We talk. Mostly I talk, actually, and Dad responds with nods and short comments. I move him a little into the shade and then a bit more into the sunlight a little later. Dad scratches at his back and shoulders. Mom listens and interacts as best she can with her deafness.

"Everything's itching. The sun's getting everything moving."

"Do you want to be more in the shade?"

"No, the sun feels good." Dad smiles a small, satisfied smile, one that never leaves his face.

He drifts some into a sleepy haze of warmth and comfort. I keep talking to focus his attention and keep him awake. He asks the usual questions: where is Mom living, how is the car doing, how much money is in the bank. I talk about how my brother and I have painted the mobile home, how the roses are blossoming, and how my brother has not come this time because he is painting the six-foot decorative metal windmill that Dad erected in the front yard years ago: yellow and green, Iowa colors. Dad had bought the windmill on a trip to visit me in Iowa years ago. I can tell as I explain that he does not remember.

We have a long stay, an hour and a half. Dad does not want a drink of water. He is a little tired, so I push him when we go back into the facility. Of the four doors into the building, Dad knows one connects to the physical therapy room but has the particular door wrong. When we enter the doorway closest to his room, Dad says, "This is where I eat." He has trouble keeping his feet up as I push him along. The therapists remove the foot platforms on the wheelchairs to encourage more mobility. I move slowly because Dad's feet keep dropping to the floor where they can then pinch under the chair.

We don't return all the way to Dad's room. It is noon and soon lunchtime, so the head of the nurse's station backs Dad against the wall. "You can watch us work here for a bit and make sure we're doing everything OK," she jokes, moving up closely to Dad as she speaks.

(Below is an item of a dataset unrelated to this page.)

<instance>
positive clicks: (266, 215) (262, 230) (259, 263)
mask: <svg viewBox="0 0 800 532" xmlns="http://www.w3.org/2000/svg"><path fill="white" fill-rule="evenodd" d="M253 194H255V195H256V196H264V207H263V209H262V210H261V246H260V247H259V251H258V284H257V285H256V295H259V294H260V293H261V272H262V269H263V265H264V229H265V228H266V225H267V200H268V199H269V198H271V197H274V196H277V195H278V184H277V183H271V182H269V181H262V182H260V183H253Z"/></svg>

Mom and Dad kiss and tell one another their love. Some sadness always is included in the parting, but there are no tears, is no anger. We leave. Mom has talked some. Dad has talked some. I have gladly done my song and dance, entertaining and reporting.

I wonder how it works when I am gone and my brother is in my place--I the English teacher and my brother the carpenter and construction worker, especially since my dad's dementia tends to slide toward negativity with my brother. I suppose they get by. I know I've told my brother to just keep his distance if necessary. When he and I have come together, my brother brings roses to the staff. It's a good strategy, I think.

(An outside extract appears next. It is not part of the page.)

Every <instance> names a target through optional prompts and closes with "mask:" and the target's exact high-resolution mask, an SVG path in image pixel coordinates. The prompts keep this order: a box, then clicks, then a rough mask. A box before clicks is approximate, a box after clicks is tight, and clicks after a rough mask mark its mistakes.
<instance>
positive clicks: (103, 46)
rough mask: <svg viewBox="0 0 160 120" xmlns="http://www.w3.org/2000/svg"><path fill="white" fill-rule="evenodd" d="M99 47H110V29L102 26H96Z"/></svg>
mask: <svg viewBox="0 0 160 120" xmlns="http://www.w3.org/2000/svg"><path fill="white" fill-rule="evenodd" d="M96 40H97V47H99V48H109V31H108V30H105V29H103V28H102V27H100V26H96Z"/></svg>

Today has been pretty much a perfect visit. Dad's frailty is evident, yet it is also evident that the professional care is keeping him safe and as engaged as Dad is capable. I saw on the wall that a patients' family survey assigned the facility two stars out of five for its work. I think that's rather low from what I've seen. Most of Dad's quality of life is determined, as far as I can see, by the self-imposed boundaries of his mental and physical frailty. Certainly having someone--or several support staff--with Dad twenty-four hours a day would be preferable to keep him stimulated, but such an arrangement is possible only for the most affluent.

My feeling that two stars rather than three--I think the facility is doing and OK job--in part is determined by the grieving of families involved. We would all like the situation to be better, something more than "brutal," as Dad put it. We structure our own world, and Dad has spent a life often judging relationships as being a glass half empty. He can't help himself now.

In our weakness, our frailties and challenges become more evident and significant. It is for us, the stronger, to understand, to adapt, to cope. I give myself the freedom to grieve, the freedom to sometimes feel human anger, the freedom to feel glad that I am still healthy. Somebody's got to be the functioning adult. Thank God I've still got it in me. I intend to use it till the cows come home.